As a college student, Dr. Ericka Boone struggled with the dilemma of taking a summer internship with Merck or one with Penn State’s department of biobehavioral health.

“That decision shaped the rest of my life. I realized this is what I love doing,” said Boone, who studied the effects of alcohol on neurotransmitter systems in the brains of mice that summer at Penn State and went on to get a Ph.D. from the university.

Boone is acutely aware of the quandary young scientists face, debating whether to go into higher paying jobs in private industry and shed their educational debt quickly or follow their passion for research. As new director of the Division of Loan Repayment in the NIH Office of Extramural Research, she is heading a program that can influence their choice.

Dr. Boone
Dr. Ericka Boone

The Loan Repayment Program (LRP) is focused on attracting qualified physician-scientists to research careers and retaining them by helping pay back up to $35,000 a year for 2 years (total $70K) of their eligible educational debt; awardees are also eligible for 1- or 2-year renewals. The caveat?
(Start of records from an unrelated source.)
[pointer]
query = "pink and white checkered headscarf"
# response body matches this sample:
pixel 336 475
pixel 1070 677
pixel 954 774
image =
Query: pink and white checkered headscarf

They must agree to conduct NIH-mission relevant research for 20 hours a week at a domestic nonprofit or government agency over the same period.

“Doing research comes at a sacrifice,” noted Boone, who was a postdoc at Emory University and the University of Illinois. “I had friends who bought houses and had great careers, while I drove a Ford Escort for 14 years.

“We want to remove the financial burden and get the message out about the program, as the LRPs represent an important investment by NIH in the future of health discovery.”

“Congress saw indebtedness of physician-scientists, including dentists and veterinarians, as one of the major barriers that forced them from research into direct clinical care,” said Dr. Sherry Mills, director of the Office of Extramural Programs at OER and Boone’s supervisor.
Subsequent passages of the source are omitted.